One hard-hit neighborhood is Croix des Mission, a district located at the northern entrance to Port-au-Prince.

Some families have been trickling back there over the past week due to a lull in the brutal battles pitting the heavily armed 400 Mawozo and Chen Mechan gangs, coordinated armed attacks that have resulted thus far in at least 188 deaths (including at least 92 people unaffiliated with the gangs) and thousands of displaced people, according to the United Nations’ latest figures.

Many houses were burned and those spared the flames were looted of every last item of value.

Bertha St-Felix, a 38-year-old pregnant mother of four, fled the violence and now, with her home burned to the ground, will have to move in with one of her sisters, she told Efe.

“I’ve lost everything. I wasn’t able to salvage anything. Not even my children’s birth certificates,” she said next to one wall of her destroyed home.

Amid the rubble are vestiges of a former life: what’s left of a TV set, pieces of a plate and a bed frame completely deformed by fire.

Since the gang war erupted on April 24, dozens of homes and vehicles have been set ablaze and numerous victims have been burned alive in the street.

The UN said last week the armed violence had reached “unimaginable and intolerable” levels in Port-au-Prince, with instances of beheadings, the burning and dismemberment of bodies, the killing of minors accused of being informants for rival gangs and the gang rape of children as young as 10.

Bertha and her family returned to Port-au-Prince last Friday after running out of money in Mirebalais, a nearby city where she had fled with her children and a brother, joining hundreds of other displaced people taking refuge from the fighting.

She decided to go back because schools have reopened and she wants her two children accompanying her to finish the academic year.

Like her, 26-year-old David Corneille made his way back to his home district because he has nowhere else to go.

“This is our house. We had to go back,” he told Efe at his father’s reopened store.

The gradual return of families is restoring some life to Croix-des-Mission, where neighbors can be heard greeting one another and the familiar sounds of public transport fill the air.

Yet even as some have returned to their homes, several dozen other people are living in sub-human conditions in a square in the capital’s Tabarre neighborhood or taking shelter in various area public schools.

Those who have come back fear the imminent return of the 400 Mawozo gang and their allies, who control large swaths of territory along the highway that leads to Haiti’s border with the Dominican Republic.

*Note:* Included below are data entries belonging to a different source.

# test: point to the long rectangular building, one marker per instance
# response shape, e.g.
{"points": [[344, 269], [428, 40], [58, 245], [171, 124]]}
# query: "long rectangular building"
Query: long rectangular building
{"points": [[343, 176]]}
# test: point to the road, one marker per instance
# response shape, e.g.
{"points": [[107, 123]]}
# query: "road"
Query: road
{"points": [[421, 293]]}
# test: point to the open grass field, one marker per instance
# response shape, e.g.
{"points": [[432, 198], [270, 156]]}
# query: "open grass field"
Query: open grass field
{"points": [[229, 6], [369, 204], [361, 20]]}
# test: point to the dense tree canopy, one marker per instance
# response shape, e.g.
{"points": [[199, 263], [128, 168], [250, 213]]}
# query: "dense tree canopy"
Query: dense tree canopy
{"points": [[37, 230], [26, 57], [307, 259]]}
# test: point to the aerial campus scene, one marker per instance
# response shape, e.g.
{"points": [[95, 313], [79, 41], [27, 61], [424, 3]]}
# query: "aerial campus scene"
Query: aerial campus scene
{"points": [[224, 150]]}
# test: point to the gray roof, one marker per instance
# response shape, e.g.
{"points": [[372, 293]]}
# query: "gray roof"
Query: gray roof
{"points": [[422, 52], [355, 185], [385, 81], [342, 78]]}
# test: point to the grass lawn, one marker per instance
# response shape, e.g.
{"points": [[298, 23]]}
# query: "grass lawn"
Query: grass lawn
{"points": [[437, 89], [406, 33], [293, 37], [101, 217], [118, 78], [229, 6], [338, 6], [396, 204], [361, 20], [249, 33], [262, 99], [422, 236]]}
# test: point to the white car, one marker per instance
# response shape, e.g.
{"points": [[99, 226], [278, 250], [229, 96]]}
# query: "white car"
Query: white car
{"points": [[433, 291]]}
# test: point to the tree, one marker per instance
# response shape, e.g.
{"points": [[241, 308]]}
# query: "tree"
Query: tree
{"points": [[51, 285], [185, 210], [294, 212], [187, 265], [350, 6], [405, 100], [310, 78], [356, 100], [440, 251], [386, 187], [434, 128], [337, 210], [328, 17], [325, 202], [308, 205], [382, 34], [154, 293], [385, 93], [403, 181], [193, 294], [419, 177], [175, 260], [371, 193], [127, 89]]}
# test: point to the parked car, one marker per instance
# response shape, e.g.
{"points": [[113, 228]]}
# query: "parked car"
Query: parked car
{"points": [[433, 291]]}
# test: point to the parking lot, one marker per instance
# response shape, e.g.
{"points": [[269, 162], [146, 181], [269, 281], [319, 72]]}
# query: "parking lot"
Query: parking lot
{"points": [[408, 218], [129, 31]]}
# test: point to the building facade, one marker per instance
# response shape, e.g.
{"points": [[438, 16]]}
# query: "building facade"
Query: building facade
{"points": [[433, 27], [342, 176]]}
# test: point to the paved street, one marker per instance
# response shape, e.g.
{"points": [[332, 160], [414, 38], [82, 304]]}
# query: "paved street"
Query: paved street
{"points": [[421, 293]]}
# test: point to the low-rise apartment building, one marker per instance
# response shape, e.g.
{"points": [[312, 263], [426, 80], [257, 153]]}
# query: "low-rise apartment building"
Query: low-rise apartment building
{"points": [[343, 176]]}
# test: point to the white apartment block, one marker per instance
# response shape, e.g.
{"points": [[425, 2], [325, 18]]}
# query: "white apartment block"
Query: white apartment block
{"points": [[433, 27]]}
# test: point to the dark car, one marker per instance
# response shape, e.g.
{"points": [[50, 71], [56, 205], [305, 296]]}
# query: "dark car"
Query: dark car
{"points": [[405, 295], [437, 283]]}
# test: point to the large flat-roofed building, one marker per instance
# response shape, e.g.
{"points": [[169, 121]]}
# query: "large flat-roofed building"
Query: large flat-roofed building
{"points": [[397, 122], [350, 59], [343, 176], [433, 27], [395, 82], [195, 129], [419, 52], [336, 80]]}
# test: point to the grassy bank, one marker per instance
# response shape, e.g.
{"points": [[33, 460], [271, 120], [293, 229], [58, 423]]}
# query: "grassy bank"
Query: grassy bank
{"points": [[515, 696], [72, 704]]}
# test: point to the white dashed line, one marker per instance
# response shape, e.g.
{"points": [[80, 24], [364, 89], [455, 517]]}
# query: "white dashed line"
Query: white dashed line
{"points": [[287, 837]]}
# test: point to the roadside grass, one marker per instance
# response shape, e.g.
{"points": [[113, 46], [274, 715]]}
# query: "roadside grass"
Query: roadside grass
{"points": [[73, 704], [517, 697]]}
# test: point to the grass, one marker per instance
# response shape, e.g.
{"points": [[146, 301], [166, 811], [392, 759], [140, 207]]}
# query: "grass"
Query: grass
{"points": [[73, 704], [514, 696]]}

“We’re still afraid. We live in fear. But you know, this is our area. We grew up here. I’ll have time to leave if the war starts up again,” Bertha said.

Yves Corneille, David’s father, said he returned home because he has no other place to stay with his three children.

“I’ve come back but I’m afraid. I don’t know what to do. We just pray that nothing bad happens,” said the 56-year-old man, who like many other local residents says he has lost all confidence in the government.